Conclusion: For several years when I was a practicing attorney, I seldom had clients who owned intellectual property assets. Later, I started to have clients who owned copyrights to text books they had written, a handful of inventors who held several patents that provided substantial royalty income to the owner through licenses of those patents, and a several retirees who had acquired interests in patents through their employment with corporations and universities.

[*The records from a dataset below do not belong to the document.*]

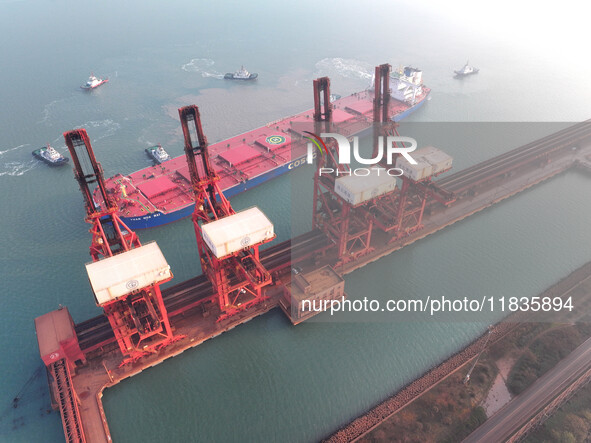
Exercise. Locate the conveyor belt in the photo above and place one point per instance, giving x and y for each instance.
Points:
(517, 157)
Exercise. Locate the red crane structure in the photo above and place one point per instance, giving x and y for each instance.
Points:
(401, 213)
(349, 208)
(349, 230)
(125, 276)
(228, 241)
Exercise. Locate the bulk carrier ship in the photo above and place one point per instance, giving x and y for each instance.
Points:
(162, 193)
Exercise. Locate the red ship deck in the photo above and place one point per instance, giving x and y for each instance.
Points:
(166, 187)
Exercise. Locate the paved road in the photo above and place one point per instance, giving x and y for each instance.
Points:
(517, 412)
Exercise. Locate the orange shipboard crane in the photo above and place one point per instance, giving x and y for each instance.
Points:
(228, 241)
(125, 276)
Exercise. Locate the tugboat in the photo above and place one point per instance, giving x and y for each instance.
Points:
(241, 74)
(94, 82)
(50, 156)
(466, 70)
(158, 154)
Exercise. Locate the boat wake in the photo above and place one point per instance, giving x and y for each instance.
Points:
(203, 66)
(16, 169)
(100, 129)
(12, 149)
(344, 67)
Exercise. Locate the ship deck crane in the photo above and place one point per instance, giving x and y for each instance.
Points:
(125, 276)
(331, 213)
(228, 241)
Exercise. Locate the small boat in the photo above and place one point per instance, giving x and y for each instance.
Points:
(466, 70)
(94, 82)
(50, 156)
(241, 74)
(158, 154)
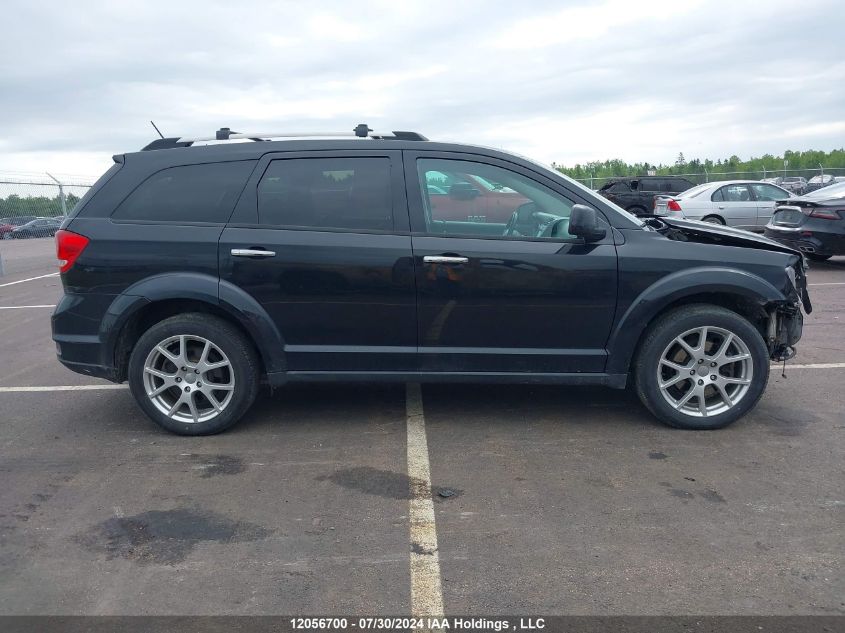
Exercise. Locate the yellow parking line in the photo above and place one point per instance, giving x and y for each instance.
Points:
(426, 589)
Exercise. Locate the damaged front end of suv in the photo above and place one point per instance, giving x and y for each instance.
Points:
(781, 321)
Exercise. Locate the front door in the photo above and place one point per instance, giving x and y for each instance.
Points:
(521, 295)
(315, 240)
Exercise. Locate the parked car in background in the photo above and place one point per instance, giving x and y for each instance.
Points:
(818, 182)
(744, 204)
(793, 184)
(813, 223)
(637, 194)
(7, 225)
(40, 227)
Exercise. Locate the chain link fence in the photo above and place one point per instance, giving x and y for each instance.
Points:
(31, 211)
(34, 207)
(712, 176)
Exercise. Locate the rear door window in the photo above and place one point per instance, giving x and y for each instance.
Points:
(190, 193)
(732, 193)
(327, 193)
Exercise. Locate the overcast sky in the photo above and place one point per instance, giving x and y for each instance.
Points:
(558, 81)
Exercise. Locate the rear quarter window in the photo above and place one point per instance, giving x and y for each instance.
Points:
(189, 193)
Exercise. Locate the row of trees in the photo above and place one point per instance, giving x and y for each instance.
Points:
(41, 206)
(810, 162)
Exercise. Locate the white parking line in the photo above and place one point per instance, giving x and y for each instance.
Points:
(61, 388)
(426, 590)
(813, 366)
(20, 281)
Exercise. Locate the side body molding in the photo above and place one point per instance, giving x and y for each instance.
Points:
(673, 287)
(206, 289)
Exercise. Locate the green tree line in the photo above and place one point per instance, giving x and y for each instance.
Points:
(806, 164)
(41, 206)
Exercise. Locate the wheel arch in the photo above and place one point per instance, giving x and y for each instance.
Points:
(744, 293)
(156, 298)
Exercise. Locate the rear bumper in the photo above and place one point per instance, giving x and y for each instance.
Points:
(76, 331)
(821, 243)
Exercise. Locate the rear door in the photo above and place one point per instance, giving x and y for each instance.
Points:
(736, 205)
(518, 296)
(321, 240)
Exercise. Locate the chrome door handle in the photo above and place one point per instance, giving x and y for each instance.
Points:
(445, 259)
(252, 252)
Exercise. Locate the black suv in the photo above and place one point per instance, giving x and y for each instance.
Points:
(196, 272)
(636, 195)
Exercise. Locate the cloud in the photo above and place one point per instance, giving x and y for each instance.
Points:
(565, 83)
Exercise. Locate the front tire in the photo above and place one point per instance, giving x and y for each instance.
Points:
(701, 367)
(194, 374)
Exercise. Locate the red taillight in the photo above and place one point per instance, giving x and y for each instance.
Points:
(69, 246)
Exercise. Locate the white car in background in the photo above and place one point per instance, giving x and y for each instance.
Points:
(744, 204)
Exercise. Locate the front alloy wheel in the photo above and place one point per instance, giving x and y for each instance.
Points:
(705, 371)
(701, 367)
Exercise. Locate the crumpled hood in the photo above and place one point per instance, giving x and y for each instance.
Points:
(729, 235)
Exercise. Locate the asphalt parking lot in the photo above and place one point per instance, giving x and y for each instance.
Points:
(565, 500)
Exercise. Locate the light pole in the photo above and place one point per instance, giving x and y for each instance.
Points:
(61, 193)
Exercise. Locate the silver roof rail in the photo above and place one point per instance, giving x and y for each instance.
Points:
(362, 130)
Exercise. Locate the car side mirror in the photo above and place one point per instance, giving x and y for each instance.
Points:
(584, 223)
(463, 191)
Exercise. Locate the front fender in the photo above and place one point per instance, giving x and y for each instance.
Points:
(669, 289)
(242, 307)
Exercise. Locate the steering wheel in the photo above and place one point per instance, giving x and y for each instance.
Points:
(522, 221)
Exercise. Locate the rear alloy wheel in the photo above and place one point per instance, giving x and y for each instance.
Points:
(193, 374)
(701, 367)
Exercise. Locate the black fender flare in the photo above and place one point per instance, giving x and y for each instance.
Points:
(238, 304)
(667, 290)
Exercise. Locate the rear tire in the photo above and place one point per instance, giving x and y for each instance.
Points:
(674, 372)
(194, 374)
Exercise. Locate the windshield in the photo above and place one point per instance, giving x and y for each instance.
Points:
(831, 191)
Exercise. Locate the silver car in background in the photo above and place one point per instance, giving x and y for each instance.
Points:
(744, 204)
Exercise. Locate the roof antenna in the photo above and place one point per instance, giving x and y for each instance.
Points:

However, what sensitized me the most to the value and ‘hidden’ aspect of intellectual property interests in an estate was not so much those clients who held these unique property interests, but my reading of a 1990’s Tax Court decision, In re V.C. Andrews Estate, where the IRS successfully argued that the noted recently deceased author had to add another $1.0 million to her taxable estate simply because her’s was a well-known author’s name, i.e. her name alone was worth $1.0 million even though she was dead. The IRS successfully postulated that future books could be ghost-written after her death using her name which would result in more book royalties for her heirs. Ms. Andrews’ estate ended up paying about $500,000 more in estate taxes on a phantom asset that she, or her estate, did not even know existed at the time of her death. The moral of the Andrews story is that intellectual property rights, like photograph or baseball card collections often are part of a decedent’s estate, yet those assets tend to be overlooked as assets of exceptional value.